To Dellena Aguilar, the Skyline Park student bums and Peter Coster, I say: "WAAAHHH!"

And to Westword: Thanks for showing me your left-wing writing perspective still has that distinct absence of reason, balance and objectivity. Now I don't have to bother checking your paper out again for another couple of years.

Dave Schallert

Julie Jargon's "King of the Dump," on the decision of King Soopers to stop accepting glass, steel cans and plastic in its recycling program, is interesting. Currently, the missing link in recycling is that dominant corporations in the marketplace resist or refuse to make decisions to create the market for recycled materials. King Soopers' giant parent, Kroger, had total 1998 sales of near $30 billion and profits of $300 million and easily has the market muscle to insist that its major suppliers package their products in certifiably recycled containers, be they plastic, steel or glass. A good starting point would be their own numerous Kroger-brand products. Kroger/King Soopers can choose to continue to be a central part of the problem or move to become a functioning part of the solution. A home planet with rapidly diminishing resources and nearly 6 billion people needs everyone's commitment.

Chester McQueary

Bumble Reads
After all of last week's uproar over the latest Ramsey revelations, I reread Juliet Wittman's "Eternally Yours," in the February 11 issue. Interesting to see that Alex Hunter's bumbling as Boulder district attorney isn't limited to the murder of JonBenet.

My heart goes out to Gloria Lamar.
Rita Farr
via the Internet

I believe Alex Hunter is selective as to which cases are treated with a light touch or his heavy-handed tactics, as I witnessed in his early years in Boulder's law enforcement.

Debi Kenady
via the Internet

Honk If You Myth Jesus
Please, please, please bring back Peter Gilstrap's "Jesus of the Week." It is a welcome respite from the numerous arch-conservative, religious-based articles published so frequently by the other newspapers in this town.
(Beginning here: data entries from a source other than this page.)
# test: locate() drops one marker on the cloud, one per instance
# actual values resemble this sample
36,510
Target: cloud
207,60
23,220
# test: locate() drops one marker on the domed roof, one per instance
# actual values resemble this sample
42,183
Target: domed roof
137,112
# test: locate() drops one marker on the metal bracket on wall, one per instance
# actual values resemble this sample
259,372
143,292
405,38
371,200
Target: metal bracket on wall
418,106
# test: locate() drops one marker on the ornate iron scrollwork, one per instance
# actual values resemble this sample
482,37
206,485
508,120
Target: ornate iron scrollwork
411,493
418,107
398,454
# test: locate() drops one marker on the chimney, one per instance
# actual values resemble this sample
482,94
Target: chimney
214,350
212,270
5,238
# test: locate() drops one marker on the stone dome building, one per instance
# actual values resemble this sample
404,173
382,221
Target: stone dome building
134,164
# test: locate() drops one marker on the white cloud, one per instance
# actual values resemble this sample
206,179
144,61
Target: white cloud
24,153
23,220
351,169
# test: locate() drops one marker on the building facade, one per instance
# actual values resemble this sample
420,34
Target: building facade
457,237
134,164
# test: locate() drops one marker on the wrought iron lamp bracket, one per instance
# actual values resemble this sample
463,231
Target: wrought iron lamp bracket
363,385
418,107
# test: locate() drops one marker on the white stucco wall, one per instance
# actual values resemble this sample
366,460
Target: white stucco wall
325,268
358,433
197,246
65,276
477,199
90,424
Please don't succumb to a few letter-writers' pressure to eliminate such an entertaining cartoon. I hope they realize that Mr. Gilstrap does not make these things up; they are sent to him by folks who find them in places like flea markets and garage sales and, like him (and me), are amused by them. He just adds his own interpretation to the painting/drawing/trinket.

Religion is not much different: various interpretations by various individuals based on various myths. Most religions have "savior" myths, "resurrection" myths and the like. If people want to base their lives on such myths, they are free to do so, but they shouldn't be offended if others don't believe in the same myths. Their beliefs can't be proved (nor can they be disproved).

John Miller
via the Internet

Honk If You Myth Mick
Regarding Michael Roberts's February 11 "The Rolling Stones Live: A Content Analysis":

It is interesting that so much discussion and commentary is bandied about regarding the Rolling Stones and Mick Jagger--evidence of the ever-shortening memories and lack of spiritual belief in America.
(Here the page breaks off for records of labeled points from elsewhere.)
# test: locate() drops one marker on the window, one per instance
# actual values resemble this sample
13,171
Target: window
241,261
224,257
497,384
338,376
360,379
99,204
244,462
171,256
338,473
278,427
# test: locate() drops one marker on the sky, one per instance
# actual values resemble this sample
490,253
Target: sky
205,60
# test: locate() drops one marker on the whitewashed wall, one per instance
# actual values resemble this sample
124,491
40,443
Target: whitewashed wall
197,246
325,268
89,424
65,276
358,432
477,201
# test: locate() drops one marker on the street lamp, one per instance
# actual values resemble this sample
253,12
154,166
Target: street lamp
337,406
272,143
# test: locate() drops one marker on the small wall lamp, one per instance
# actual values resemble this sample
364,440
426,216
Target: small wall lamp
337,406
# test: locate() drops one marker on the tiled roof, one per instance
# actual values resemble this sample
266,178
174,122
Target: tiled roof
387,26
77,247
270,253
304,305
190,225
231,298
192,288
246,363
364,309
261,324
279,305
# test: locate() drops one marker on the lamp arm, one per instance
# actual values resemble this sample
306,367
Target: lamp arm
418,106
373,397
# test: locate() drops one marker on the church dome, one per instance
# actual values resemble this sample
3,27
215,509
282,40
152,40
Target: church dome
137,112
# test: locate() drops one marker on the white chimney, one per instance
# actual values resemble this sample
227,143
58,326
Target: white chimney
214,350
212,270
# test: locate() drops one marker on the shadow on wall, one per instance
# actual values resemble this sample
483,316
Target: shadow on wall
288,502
I'd be interested to know just how many people who paid too much to see Mr. Jagger recently own or have ever heard the completed Their Satanic Majesties Request. And where did that great song "Sympathy for the Devil" come from?

In the mid-Sixties, Jagger and Richards traded in the talent of Brian Jones and sold their souls to rock and roll. Admirable, but I cannot personally condone the beliefs of their anti-religion. It simply exists. Another famous bunch, the Eagles, went public about their Faustian contract. As I recall, in the Eighties, Stevie Nicks complained about the weird goings-on around the Henley/Frey gang. And later, Henley said, "There are contracts you make in life that cannot be broken."

So, really, Jagger is simply the embodiment of human desires, fame, riches and sex. The same desires the Dalai Lama seeks to subjugate.

I appreciate many of the Rolling Stones' creations ("Angie," "Bitch") as beauty, so I figure as long as Jagger doesn't sing "Street Fighting Man" anymore, who cares?

Anyone who doubts my opinions and needs a laugh simply needs to view the British movie Bedazzled (1967), featuring Dudley Moore in his first movie and Raquel Welch at her peak. Hey, kids, rock and roll, rock on, ooh, my soul.

Dean Robert

Terror Train
Regarding Steve Alvarez's "The Bus Stops Here," in the February 4 issue:
Erin Ault should quit his whining. I'll bet if he was the shooting victim, he'd wish "someone" would stop and help in some way. If the driver had not stopped, he would have been dismissed by RTD for failing to provide assistance. Go back to your desk, Erin, where you can feel safe--and, oh, don't forget to change your panty liner.